MAC : Niveau lumière, vous remarquerez que c’est toujours très naturaliste sur un film de Lars Von Trier. Le travail de l’opérateur repose énormément sur la collaboration avec la décoration, en intégrant la majorité des sources dans le décor. Ensuite, il nous reste à gérer les grosses sources placées très loin pour les quelques nuits... Mais c’est à peu près tout en matière de projecteurs. Sur ce film, je crois que je suis allé encore plus loin que d’habitude en matière d’obscurité, notamment sur les séquences de voitures. Et c’est là, à mon sens, que l’on juge de tous les progrès faits par les caméras numériques et les LED. Un souvenir de tournage qui sort peut-être du pur naturalisme, c’est la séquence de la rivière de lave, éclairée par une simple batterie de blondes sur variateurs qui permettait très simplement de jouer l’effet fusion sur les comédiens... En ce qui concerne des choses inhabituelles, il y a aussi une séquence d’action très audacieuse, en partie sous-marine, qu’on a tournée à la Gopro 4, en mode 3,2 K. C’est un des grands moments du film, même si l’on remarque que l’image n’est pas exactement la même que le reste.
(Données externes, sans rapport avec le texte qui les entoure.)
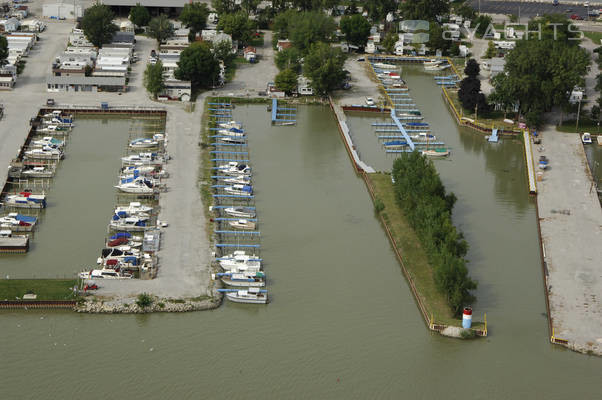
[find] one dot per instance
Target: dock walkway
(570, 221)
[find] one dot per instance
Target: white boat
(48, 141)
(143, 143)
(230, 133)
(240, 261)
(239, 190)
(385, 66)
(235, 168)
(45, 153)
(104, 274)
(138, 185)
(230, 124)
(142, 159)
(241, 279)
(251, 295)
(436, 153)
(243, 224)
(242, 212)
(135, 207)
(586, 138)
(25, 200)
(38, 172)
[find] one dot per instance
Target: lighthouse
(467, 317)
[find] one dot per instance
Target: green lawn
(414, 256)
(45, 289)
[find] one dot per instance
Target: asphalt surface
(531, 9)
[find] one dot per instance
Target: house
(283, 44)
(250, 53)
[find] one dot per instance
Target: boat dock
(570, 217)
(283, 115)
(530, 163)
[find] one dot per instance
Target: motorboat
(138, 185)
(45, 153)
(395, 144)
(230, 124)
(586, 138)
(252, 296)
(243, 224)
(236, 180)
(239, 190)
(18, 221)
(48, 141)
(105, 273)
(436, 153)
(143, 143)
(142, 159)
(38, 172)
(242, 212)
(235, 168)
(134, 208)
(25, 200)
(241, 279)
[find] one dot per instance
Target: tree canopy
(324, 66)
(153, 78)
(286, 80)
(356, 29)
(98, 25)
(139, 15)
(428, 207)
(160, 28)
(424, 9)
(238, 25)
(198, 65)
(194, 16)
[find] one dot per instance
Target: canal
(343, 323)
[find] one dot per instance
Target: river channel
(342, 322)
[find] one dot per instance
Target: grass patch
(45, 289)
(414, 256)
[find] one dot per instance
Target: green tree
(238, 25)
(288, 59)
(3, 50)
(198, 65)
(139, 15)
(153, 78)
(98, 25)
(160, 28)
(224, 6)
(356, 29)
(389, 41)
(491, 50)
(286, 81)
(310, 27)
(324, 66)
(194, 16)
(424, 9)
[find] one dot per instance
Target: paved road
(529, 9)
(571, 230)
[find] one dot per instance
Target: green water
(342, 323)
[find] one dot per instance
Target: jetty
(570, 218)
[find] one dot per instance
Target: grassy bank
(45, 289)
(414, 256)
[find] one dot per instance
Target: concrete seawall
(570, 220)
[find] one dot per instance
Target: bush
(422, 197)
(144, 300)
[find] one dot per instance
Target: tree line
(422, 197)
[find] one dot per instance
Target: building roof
(147, 3)
(86, 80)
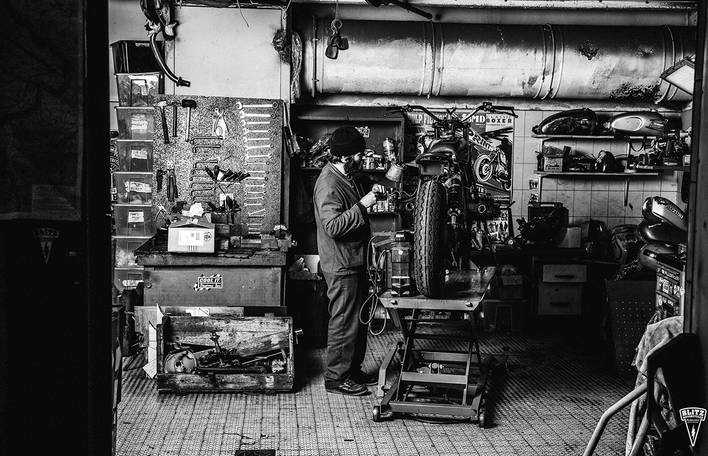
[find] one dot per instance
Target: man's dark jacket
(342, 224)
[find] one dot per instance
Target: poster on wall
(41, 123)
(494, 140)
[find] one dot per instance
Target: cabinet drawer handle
(564, 276)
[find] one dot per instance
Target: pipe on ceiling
(496, 61)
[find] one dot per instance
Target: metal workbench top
(463, 290)
(154, 253)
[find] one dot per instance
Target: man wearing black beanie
(343, 233)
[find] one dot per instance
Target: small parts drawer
(569, 273)
(134, 156)
(133, 220)
(133, 188)
(559, 299)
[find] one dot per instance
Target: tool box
(240, 277)
(139, 89)
(224, 354)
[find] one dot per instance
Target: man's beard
(352, 167)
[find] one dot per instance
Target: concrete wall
(220, 52)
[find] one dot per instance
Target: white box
(193, 235)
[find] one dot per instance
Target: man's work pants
(346, 335)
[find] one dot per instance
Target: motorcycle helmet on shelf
(547, 225)
(642, 123)
(581, 121)
(661, 232)
(625, 243)
(661, 210)
(649, 254)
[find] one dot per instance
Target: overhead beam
(682, 5)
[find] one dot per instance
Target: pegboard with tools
(208, 148)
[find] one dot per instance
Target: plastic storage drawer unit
(133, 188)
(134, 155)
(135, 123)
(133, 220)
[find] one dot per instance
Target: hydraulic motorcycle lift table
(466, 373)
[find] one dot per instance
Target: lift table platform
(424, 373)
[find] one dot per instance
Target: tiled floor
(551, 397)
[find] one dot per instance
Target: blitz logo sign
(692, 418)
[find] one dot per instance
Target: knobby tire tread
(429, 258)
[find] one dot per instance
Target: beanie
(346, 141)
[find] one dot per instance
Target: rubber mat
(547, 403)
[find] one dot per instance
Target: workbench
(427, 376)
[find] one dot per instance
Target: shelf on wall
(665, 168)
(581, 174)
(590, 137)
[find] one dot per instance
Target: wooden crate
(251, 335)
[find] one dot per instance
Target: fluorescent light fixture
(681, 74)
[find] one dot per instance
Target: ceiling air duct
(493, 61)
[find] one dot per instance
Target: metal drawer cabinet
(568, 273)
(559, 299)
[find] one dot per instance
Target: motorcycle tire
(483, 168)
(429, 243)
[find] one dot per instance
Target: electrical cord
(374, 276)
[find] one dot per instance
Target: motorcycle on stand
(455, 164)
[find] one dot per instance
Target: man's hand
(368, 200)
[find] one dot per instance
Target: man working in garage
(343, 233)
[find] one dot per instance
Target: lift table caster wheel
(379, 413)
(376, 414)
(482, 419)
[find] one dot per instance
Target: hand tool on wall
(165, 133)
(194, 139)
(218, 126)
(189, 104)
(171, 185)
(175, 107)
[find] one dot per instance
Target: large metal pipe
(491, 61)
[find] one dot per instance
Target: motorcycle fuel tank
(642, 123)
(571, 122)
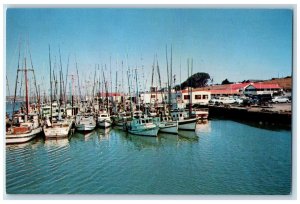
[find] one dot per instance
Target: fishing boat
(85, 122)
(23, 129)
(58, 129)
(184, 122)
(142, 126)
(200, 113)
(24, 125)
(166, 125)
(120, 120)
(104, 120)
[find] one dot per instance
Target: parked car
(280, 99)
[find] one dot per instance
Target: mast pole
(26, 90)
(50, 87)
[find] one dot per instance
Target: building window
(197, 96)
(186, 96)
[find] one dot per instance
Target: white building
(198, 97)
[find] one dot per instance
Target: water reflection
(33, 144)
(141, 142)
(203, 126)
(188, 134)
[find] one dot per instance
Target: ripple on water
(225, 158)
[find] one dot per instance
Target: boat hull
(85, 127)
(152, 132)
(22, 138)
(58, 131)
(187, 124)
(104, 124)
(168, 128)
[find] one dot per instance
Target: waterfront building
(261, 88)
(198, 96)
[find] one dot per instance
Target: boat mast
(60, 86)
(15, 95)
(129, 85)
(78, 79)
(26, 90)
(65, 88)
(137, 88)
(50, 87)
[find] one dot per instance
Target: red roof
(265, 86)
(239, 85)
(226, 91)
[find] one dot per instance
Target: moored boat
(142, 126)
(184, 122)
(85, 122)
(104, 120)
(166, 125)
(58, 129)
(23, 131)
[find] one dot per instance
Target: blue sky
(236, 44)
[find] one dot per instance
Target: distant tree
(197, 80)
(226, 82)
Vous songez parfois au HDR ?

MAC : Oui ça tombe bien, j’ai pu faire, fin avril, quelques tests en confiant quelques scènes du film au laboratoire Éclair pour obtenir une copie en HDR (norme EclairColor). J’ai trouvé ces essais vraiment très réussis et j’aurais beaucoup aimé pouvoir diffuser le film dans cette version à Cannes. Malheureusement, c’est encore trop tôt d’après ce qu’on m’a dit, niveau équipement, là-bas. En tout cas, ce qui me plaît avec le HDR, c’est que le gain en contraste qu’on obtient en numérique ne devient absolument pas faux. Or, c’est malheureusement presque tout le temps le cas quand on souhaite faire une image qui "pète" en SDR à partir d’une prise de vues numérique. Ça permet, pour moi, de m’éloigner un peu du diktat de l’image douce en contraste, et d’offrir une nouvelle palette d’expressions pour les films.

États-Unis, années 1970.
Nous suivons le très brillant Jack à travers cinq incidents et découvrons les meurtres qui vont marquer son parcours de tueur en série. L’histoire est vécue du point de vue de Jack. Il considère chaque meurtre comme une œuvre d’art en soi. Alors que l’ultime et inévitable intervention de la police ne cesse de se rapprocher (ce qui exaspère Jack et lui met la pression) il décide - contrairement à toute logique - de prendre de plus en plus de risques. Tout au long du film, nous découvrons les descriptions de Jack sur sa situation personnelle, ses problèmes et ses pensées à travers sa conversation avec un inconnu, Verge. Un mélange grotesque de sophismes, d’apitoiement presque enfantin sur soi et d’explications détaillées sur les manœuvres dangereuses et difficiles de Jack.